Parenthood isn't the only force that changes how an individual conceptualizes a potential foe. In an earlier study, Fessler and Holbrook found that people who are incapacitated tend to inflate their estimate of a potential foe's size. After being tied to a chair or asked to stand on a wobbly elevated platform, subjects were shown a photo of an angry-faced stranger. When they were incapacitated, participants estimated the angry man to be larger and more muscular than they did when they were sitting in the chair unrestrained or standing on terra firma. When asked to indicate their own height on a wall with a laser pointer, they consistently estimated their own height to be significantly shorter than when they were not tied up. The journal PLOS One published the findings in August.
How strength affects perception
Fessler and Holbrook also have shown that perceptions can run in the other direction, making a potential foe seem smaller and weaker. In a forthcoming article in the journal Human Nature, they report that the stronger a man was, the less muscular he estimated a potential foe to be.
For that research, the team used a dynamometer, a device that measures compression force, to assess the chest strength of 35 male UCLA students and of 43 inhabitants of all ages in the village in Fiji, before gauging their impression of possible threats.
"There's an aspect of the male mind that men use to assess their own strength, and they use that as a reference point in gauging the threat that other men might pose to them," Fessler said. "The stronger they actually are … the more they think of their rivals as weak. If they think of rivals as weak, they're more likely to be aggressive toward them because we're more likely to pick battles we believe we're going to win."

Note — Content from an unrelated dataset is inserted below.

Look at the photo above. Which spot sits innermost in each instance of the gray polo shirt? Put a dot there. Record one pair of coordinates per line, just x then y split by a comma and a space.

That the phenomenon was observed both at UCLA and in Fiji makes it unlikely that the trend is the byproduct of Western civilization, Fessler said. "This is probably a feature of human nature."
Strength in numbers
A study that appeared in Psychological Science in May showed that simply being near one's friends similarly diminishes the estimated stature of a potential foe. For this research, the team approached 149 men in public settings in Los Angeles. Half were alone when approached; the others were with a male companion. Men in both groups were shown the same photo of a Middle Eastern man holding a gun; the man had been identified in the media as a terrorist. Men who were standing near their buddies estimated the man in the photograph to be significantly shorter and less muscular than did the men who were on their own.
"This suggests that, for men, being in a group unconsciously sends a message that a potential foe is more easily vanquished, which may lead them to be more aggressive toward the individual," Fessler said.
Fessler and Holbrook hope their continuing research will provide clues to help us better control impulses that once served our ancestors but may be less valuable now.
"We're carrying around an atavistic response that may bias our reasoning in some contemporary situations," Holbrook said. "If we understand the inner machinations of our evolved minds, we can make more mindful decisions."